Tactics Review: Newcastle United 3-2 Everton
— Newcastle United FC (@NUFC) December 28, 2014
Newcastle United tactics
Alan Pardew expected Everton to try to impose their usual possession-based style of play so the Magpies boss mentioned in his pre-match interview that his side needed to punish the Toffees on the break if they over-committed. Pardew also encouraged his side to commit forward in numbers to test Everton’s patched-up defence.
That meant that the Magpies had to defend in a solid 4-5-1 defensive formation with Ayoze Perez and Yoan Gouffran tracking back with Everton’s full-backs. In central midfield, Moussa Sissoko pressed from the top of a central midfield triangle, which included Jack Colback and Cheick Tiote, to match-up with Everton’s roaming central midfielders.
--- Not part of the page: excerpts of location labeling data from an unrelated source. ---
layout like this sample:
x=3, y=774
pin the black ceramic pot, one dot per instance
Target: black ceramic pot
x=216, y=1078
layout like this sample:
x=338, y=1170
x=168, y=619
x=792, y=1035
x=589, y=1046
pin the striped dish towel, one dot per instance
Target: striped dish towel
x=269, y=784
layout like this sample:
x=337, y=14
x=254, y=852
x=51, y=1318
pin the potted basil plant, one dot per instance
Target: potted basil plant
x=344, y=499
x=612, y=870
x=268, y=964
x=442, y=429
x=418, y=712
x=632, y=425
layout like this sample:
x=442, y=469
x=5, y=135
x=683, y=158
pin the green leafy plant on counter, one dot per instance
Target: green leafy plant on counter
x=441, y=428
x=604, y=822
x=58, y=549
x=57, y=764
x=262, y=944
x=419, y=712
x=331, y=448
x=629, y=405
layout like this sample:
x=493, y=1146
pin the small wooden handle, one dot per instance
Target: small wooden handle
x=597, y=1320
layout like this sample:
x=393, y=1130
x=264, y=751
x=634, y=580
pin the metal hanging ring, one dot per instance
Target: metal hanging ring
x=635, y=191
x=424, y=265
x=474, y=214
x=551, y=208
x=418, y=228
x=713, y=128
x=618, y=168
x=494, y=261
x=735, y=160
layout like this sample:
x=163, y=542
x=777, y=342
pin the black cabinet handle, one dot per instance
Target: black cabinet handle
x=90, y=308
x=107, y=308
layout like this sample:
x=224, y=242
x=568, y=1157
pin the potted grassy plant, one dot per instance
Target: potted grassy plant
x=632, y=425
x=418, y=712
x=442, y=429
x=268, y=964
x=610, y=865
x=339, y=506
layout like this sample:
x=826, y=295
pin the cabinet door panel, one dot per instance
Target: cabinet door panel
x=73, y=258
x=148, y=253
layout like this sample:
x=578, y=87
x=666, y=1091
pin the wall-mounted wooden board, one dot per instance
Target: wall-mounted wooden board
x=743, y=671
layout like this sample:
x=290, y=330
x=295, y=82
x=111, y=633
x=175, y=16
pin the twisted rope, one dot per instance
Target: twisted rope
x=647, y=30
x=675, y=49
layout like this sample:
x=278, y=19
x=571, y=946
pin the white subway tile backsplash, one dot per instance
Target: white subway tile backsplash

When in possession, Newcastle had to try to exploit the space that Everton’s full-backs leave on the break with the pace of Ayoze Perez and Yoan Gouffran down the flanks, while Sissoko used his powerful runs in possession to break wide from central midfield and supply the other forwards with service in the final-third.
When the Magpies had sustained possession full-backs Daryl Janmaat and Paul Dummett were allowed to push forward and provide width in attacks. Colback could also push forward from central midfield leaving Tiote as the holding midfielder.
In the offensive third, the three attacking midfielders, Perez, Sissoko and Gouffran, were free to float around with positional rotation while Papiss Cisse completed Newcastle’s attacking formation by playing off the last defender looking to run in behind and work the channels.
Roberto Martinez made a couple of interesting tactical decisions for this game. He kept faith in Everton’s usual style of play with Gareth Barry dropping into splitting central defenders to initiate play while full-backs simultaneously pushed on, but the personnel involved made this an interesting plan.
Leighton Baines started as a midfielder alongside James McCarthy, while Samuel Eto’o started as a left forward flanking Arouna Kone with Aiden McGeady in a 4-3-3 offensive formation.
Baines and Eto’o had to make crossing runs when attacking with Baines breaking wide from central midfield to supply width down the left flank, while Eto’o drifted inside from the left flank to float just behind Kone.
That meant that when in possession Everton had to release full-backs Luke Garbutt and Seamus Coleman into Newcastle’s half, while Barry sat in front of the central midfielders as the insurance.
In central midfield, McCarthy could push on to support play through the middle while McGeady needed to keep the width down the right flank, looking to provide service for Kone and the attacking midfielders.
When out of possession, Kone had to lead the pressing while Eto’o and McGeady dropped to press from the sides of midfield. In central midfield, Baines and McCarthy needed to harry Newcastle’s central midfielders, leaving Barry to mind the space in between the lines.
Key tactical changes
Everton were clearly not at their best for most of this game; they struggled to keep possession of the ball and they lacked their usual intensity when pressing for the ball so Newcastle recovered from Everton’s opener to dominate the game and score three goals.
With a 3-1 lead, Newcastle lowered their tempo and started to defend their own half with about 20 minutes left.
Martinez improved his side by adding Ross Barkley to provide a direct threat from central midfield, while Kevin Mirallas came on to operate as an inverted winger coming from the left flank.
That change improved Everton’s ball retention and ultimately their offensive threat in the last quarter of an hour. Eto’o switched to the right flank, where he frequently pushed high from midfield to support Romelu Lukaku.
Everton got a late second goal and they pushed on for a dramatic finish to the game but it was a bit too late for them to actually go on and avoid defeat.